Trentacoste worked in both marble and bronze and was commonly exhibited at the annual Salon of Paris, where he exhibited bust portraits Lanzirotti and the sculptor De Gravillon; the busts of the French deputies Jolibos and Lalou; Coronel Herbillon and his wife. The Signore Faure of Paris, had four family portraits by the artist. Two marble Ponsona, and un group of Diana were found in the palace of the Count De Rancy in Paris.

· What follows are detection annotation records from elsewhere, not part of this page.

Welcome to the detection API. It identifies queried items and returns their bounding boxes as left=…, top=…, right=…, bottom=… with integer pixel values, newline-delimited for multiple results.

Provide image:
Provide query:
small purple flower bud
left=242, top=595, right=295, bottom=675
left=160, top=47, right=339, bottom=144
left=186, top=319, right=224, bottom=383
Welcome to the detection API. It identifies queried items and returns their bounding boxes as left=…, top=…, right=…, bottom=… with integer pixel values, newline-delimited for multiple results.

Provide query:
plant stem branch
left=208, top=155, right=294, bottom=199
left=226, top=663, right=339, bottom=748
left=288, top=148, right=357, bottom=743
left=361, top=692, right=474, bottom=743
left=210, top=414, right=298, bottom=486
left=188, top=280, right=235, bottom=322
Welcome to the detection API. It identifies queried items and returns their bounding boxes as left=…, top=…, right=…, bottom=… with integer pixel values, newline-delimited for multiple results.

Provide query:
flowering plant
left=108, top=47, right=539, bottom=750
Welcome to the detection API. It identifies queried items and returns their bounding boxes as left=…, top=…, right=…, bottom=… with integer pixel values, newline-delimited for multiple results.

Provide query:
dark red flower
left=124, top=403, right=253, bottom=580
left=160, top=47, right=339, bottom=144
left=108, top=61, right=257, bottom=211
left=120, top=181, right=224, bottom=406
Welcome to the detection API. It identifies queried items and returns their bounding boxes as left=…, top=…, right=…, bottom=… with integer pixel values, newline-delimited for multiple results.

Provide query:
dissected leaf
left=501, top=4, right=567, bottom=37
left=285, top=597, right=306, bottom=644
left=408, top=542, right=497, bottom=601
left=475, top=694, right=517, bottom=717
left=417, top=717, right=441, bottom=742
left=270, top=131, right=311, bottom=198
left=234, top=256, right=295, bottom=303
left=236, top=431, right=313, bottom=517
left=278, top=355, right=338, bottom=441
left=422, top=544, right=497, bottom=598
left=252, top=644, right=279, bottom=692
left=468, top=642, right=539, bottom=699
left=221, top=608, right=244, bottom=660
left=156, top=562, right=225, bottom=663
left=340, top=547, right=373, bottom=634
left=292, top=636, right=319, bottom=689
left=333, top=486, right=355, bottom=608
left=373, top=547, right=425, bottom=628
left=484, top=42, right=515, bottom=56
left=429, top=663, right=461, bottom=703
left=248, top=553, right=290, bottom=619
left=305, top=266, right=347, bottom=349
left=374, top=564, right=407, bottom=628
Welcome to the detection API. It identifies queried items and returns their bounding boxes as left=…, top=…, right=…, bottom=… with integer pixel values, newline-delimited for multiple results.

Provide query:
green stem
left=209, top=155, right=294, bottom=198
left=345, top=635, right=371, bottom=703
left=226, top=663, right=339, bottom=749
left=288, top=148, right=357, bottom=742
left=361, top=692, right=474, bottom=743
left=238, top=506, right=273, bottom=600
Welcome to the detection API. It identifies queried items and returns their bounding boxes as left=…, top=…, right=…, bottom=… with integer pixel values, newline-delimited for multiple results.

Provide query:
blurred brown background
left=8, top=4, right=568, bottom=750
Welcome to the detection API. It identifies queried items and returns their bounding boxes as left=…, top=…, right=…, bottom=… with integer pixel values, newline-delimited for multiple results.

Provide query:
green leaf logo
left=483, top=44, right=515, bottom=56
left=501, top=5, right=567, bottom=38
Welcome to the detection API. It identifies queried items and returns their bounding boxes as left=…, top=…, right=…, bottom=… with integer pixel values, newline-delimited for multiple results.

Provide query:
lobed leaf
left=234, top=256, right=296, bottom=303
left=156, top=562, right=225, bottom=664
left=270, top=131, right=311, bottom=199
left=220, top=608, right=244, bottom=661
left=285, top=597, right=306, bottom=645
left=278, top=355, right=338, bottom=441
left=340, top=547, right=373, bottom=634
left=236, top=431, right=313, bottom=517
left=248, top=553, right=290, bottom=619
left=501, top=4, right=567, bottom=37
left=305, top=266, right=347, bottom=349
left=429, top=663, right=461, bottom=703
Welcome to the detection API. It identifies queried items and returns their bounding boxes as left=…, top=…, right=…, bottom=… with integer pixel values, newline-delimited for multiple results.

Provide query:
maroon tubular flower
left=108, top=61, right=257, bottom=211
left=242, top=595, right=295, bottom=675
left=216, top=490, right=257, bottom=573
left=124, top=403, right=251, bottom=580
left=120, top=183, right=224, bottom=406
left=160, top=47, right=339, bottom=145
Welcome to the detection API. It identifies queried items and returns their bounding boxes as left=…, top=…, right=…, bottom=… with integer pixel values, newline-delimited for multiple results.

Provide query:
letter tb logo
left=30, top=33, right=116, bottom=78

Trentacoste sculpted the marble funeral monument of Il raccoglimento, dedicated to his sister, Maria Antonietta Trentacoste, and found in the cemetery di Santo Spirito, in Palermo. His work Return from the Grape Harvest was cast into bronze. Other works include Ophelia; Beatrice and I'edera. His Pia de' Tolomei was bought by the English painter Edwin Long, who had introduced him to buyers in London.

For many years, Trentacoste taught at the Academy of Fine Arts in Tuscany. Among his pupils were Torello Santini, Bruno Catarzi, Mario Moschi, Marino Marini, Paolo Abbate, and Giuseppe De Angelis.